Polish Documentaries: Little Town (1956)
Miasteczko
1956, black and white, 10 mins
- Director: Jerzy Ziarnik
- Script: Krystyna Gryczełowska
- Camera: Antoni Staśkiewicz
- Editor: Krystyna Rutkowska
- Sound: Halina Paszkowska
- Music: W. Kotoński
- Narration: Tadeusz Łomnicki
- Production Company: Wytwórnia Filmów Dokumentalnych (Documentary Film Studio)
The gauntlet is thrown down from the opening title, a quotation from the then recently deceased poet Konstanty Ildefons Gałczyński (1905-53) that says “How to speak the truth about Poland…” (”Jak tu prawdę o Polsce powiedzieć…”) - the largely correct implication being that Polish documentaries prior to the mid-1950s ‘black series’ did no such thing. This is followed by a montage of what initially appears to be a series of calculatedly picturesque shots of the little town of the title, the idyllic feel enhanced by a lazily-paced guitar accompaniment. But the commentary puts us right with a more than usually pessimistic opening line: “Sinking ships send an S.O.S., the signal calling for help, but little towns die out with no groan.” Although shot in Staszów in the Kielce region, the location is a surrogate for thousands of similar towns across Poland, the narration making it clear that ‘Wincentowo’ is a pseudonym.
What becomes equally clear is that the men and women lounging in doorways soaking up the heat on what appears to be an idyllic summer’s day are there because they have no alternative in a place where unemployment is running at 20%, and anyone even halfway talented has either left already or is planning to - “and no-one ever returns”. Formerly productive lime kilns are overgrown with grass, the brickyard has vanished altogether, and most of the work is carried out by small local cooperatives, their orders decreasing and their wages dropping steadily - though such organisations still have administrative advantages over people who work as sole traders. The weekly market is the only time when the town really comes to life.
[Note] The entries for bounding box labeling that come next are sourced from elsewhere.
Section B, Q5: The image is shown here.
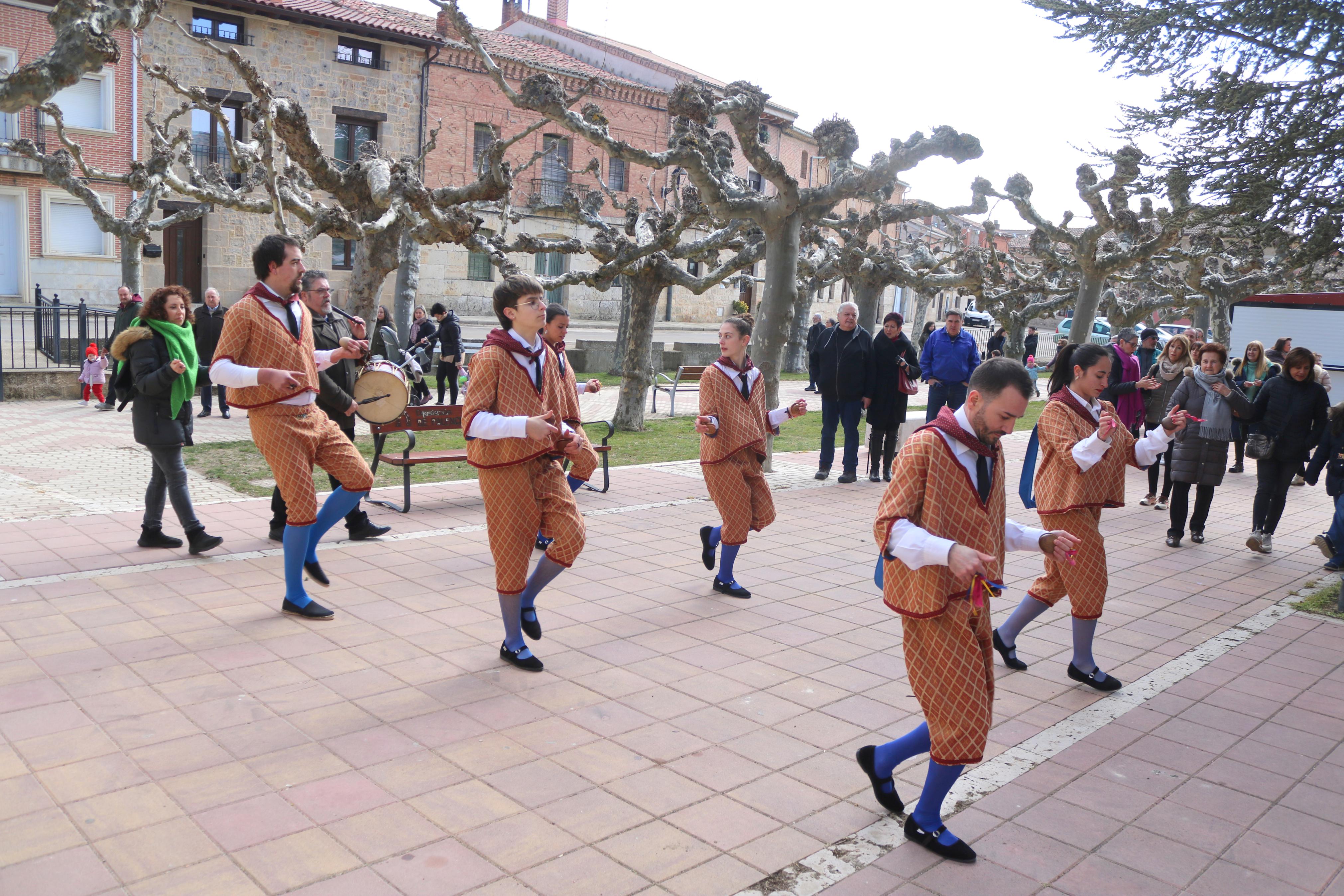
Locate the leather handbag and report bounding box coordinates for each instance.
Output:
[1246,433,1274,461]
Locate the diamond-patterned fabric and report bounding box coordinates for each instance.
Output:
[1027,508,1116,619]
[1036,400,1138,513]
[872,429,1004,618]
[211,284,317,411]
[888,596,1003,766]
[462,345,587,470]
[700,364,774,467]
[247,406,374,525]
[700,448,774,544]
[484,456,585,594]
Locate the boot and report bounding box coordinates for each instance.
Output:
[136,525,182,548]
[185,527,224,554]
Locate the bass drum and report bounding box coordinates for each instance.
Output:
[355,361,411,423]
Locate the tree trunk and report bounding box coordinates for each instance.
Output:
[1068,274,1106,342]
[784,289,812,373]
[607,275,632,379]
[118,236,144,295]
[751,212,802,407]
[849,279,884,333]
[393,231,419,368]
[612,275,663,433]
[345,224,406,326]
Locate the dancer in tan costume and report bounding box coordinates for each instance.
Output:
[210,235,374,619]
[856,357,1076,861]
[695,317,808,598]
[462,274,591,672]
[993,342,1185,691]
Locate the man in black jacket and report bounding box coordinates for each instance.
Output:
[191,286,228,421]
[802,314,826,392]
[816,302,872,482]
[270,270,393,541]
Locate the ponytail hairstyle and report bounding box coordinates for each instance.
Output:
[1045,342,1110,395]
Wincentowo used to be a specialist shoe-making town, with centuries-old legends about catering for the feet of King Stanislaus Augustus in the sixteenth century. But it’s not a business to be in during times of economic hardship, as raw materials are expensive. As the film demonstrates, the deceptively thriving market is essentially a front for the black market in leather - a risky trade, since the penalties for getting caught are severe, and uniformed inspectors prowl the stalls. A man is caught and sentenced to a year’s imprisonment and a hefty fine, and his weeping wife leaves the court on her own, to break the news to her two children.
Is there anything in Wincentowo that’s doing well? Yes, says the narrator, switching to bitter sarcasm: secretaries and administrators have plenty to do, since the bureaucracy governing every aspect of life in the town has mushroomed - and a key factor in driving people out, unless their ties to the town are so deep-rooted that it’s emotionally impossible, or their family circumstances make it too much of a risk. But the shadow of a man swigging from a bottle, cast over a poster promising sun and adventure, makes it clear what the only option is for entertainment - when they’re not pacing aimlessly down the street. (The music, while not changing in essence from before, now accentuates the impression of drift).
As with the early films of Kazimierz Karabasz and Władysław Ślesicki (Where the Devil Says Goodnight/Gdzie diabeł mówi dobranoc, 1956; People from an Empty Zone/Ludzie z pustego obszaru, 1957), there’s little direct finger-pointing, though debutant director Jerzy Ziarnik and scriptwriter Krystyna Gryczełowska (both of whom would go on to be ranked amongst the most important Polish documentary-makers) make it clear that wholly unnecessary legal and administrative red tape is strangling the life out of a town that was already struggling. One of the most telling details comes when the commentary says that almost every house in Wincentowo contains someone who has a criminal record, usually for attempting to circumvent official channels.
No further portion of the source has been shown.